Vas al mercado, música. Vas en el
camión, música. Estás en un taxi, música. Vas a un centro comercial,
música.
Estás en un restaurante, música. Estás es tu casa y tus pinchis
vecinos, música. Cafetería, música. Librería, música. Estás echando un
taco callejero, y llega un cabrón con su guitarra toda desafinada
chingue y chingue hasta que le den unas monedas. Te vas a tomar una
nieve y un güey bailando cumbias con su bocina a todo volumen ahí para
que le cooperes. Vas a la iglesia, música. Están en la fabrica, música.
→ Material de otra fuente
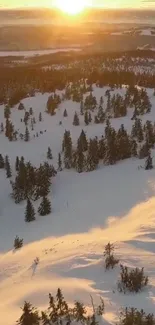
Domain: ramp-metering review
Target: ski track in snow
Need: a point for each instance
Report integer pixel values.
(114, 203)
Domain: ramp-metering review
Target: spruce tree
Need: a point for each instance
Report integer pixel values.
(148, 163)
(17, 163)
(65, 113)
(29, 316)
(7, 112)
(26, 118)
(29, 212)
(18, 243)
(81, 108)
(40, 117)
(21, 107)
(59, 162)
(80, 158)
(2, 127)
(27, 135)
(7, 167)
(76, 119)
(89, 117)
(82, 141)
(45, 207)
(67, 145)
(49, 153)
(86, 118)
(2, 165)
(31, 111)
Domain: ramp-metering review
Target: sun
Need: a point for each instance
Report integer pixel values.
(71, 7)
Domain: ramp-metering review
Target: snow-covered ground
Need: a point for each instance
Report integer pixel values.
(37, 52)
(114, 203)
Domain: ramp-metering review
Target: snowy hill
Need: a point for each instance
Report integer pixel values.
(113, 203)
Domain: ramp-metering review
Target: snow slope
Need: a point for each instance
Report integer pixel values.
(30, 53)
(114, 203)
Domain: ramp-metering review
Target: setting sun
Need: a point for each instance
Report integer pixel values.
(71, 7)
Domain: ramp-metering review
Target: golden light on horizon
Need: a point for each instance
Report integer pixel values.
(71, 7)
En un taller mecánico, pinche música. Te pones un tatuaje, música del
tatuador que por lo general oyen pura mierda. Vas a comprar calzones al
tianguis callejero, varios puestos con música. Vas caminando por una
avenida y un pendejo con su teléfono y sin audífonos con su música a
todo volumen. Otro pendejo igual un poco más allá.
No
se me hace justo que la música que a todo mundo le gusta a la perrada a
fuerza de estarse repitiendo muchas veces en casi todas las estaciones
(Juanga, Bisonte Fernández, Malumo, Arjonaco, Tucanes de Sinaloa, etc) y
que haya tanta música con mucho mejor propuesta, talento, calidad,
feeling, esta pase desapercibida y sea menospreciada por la gente. No se
vale, no hay que ser tan bestias. A menos que se sepa que no gusta por
buena, sino porque esos musiqueros famosos venden su alma al demonio y
por eso los repiten ad nauseam por todos lados. Algo así, no estoy tan
seguro sólo me quiero explicar el éxito de los sin talento o bien lo que
pasa es que a la gente, a la perrada, siempre le gusta lo malo.
Si
escucho a Mozart lloro. Si escucho música popular mexicana me amarga,
me hace sentir odio y repulsión. Si escucho rap mi pensamiento se
envilece y se me antoja drogarme. El reguetón y el trap me producen
misantropía. El rock me provoca dolor de cabeza y mareos.Y aburrimiento.
La electrónica pop tipo MTV me da sueño. La música romántica me produce
desprecio. La música alegre me provoca seriedad.
Evadirme,
odiarla, evitar escuchar música es necesario ya que con toda la música
que he escuchado y que resuena en mi mente, se ha quedado embarrada en
mi cerebro o en mi espíritu, no lo sé, no me deja en paz, no me deja
escribir, a veces no me deja ni dormir.
La música es un hechizo, un
conjuro, que a todos nos afecta de distintas maneras. Enloquecí.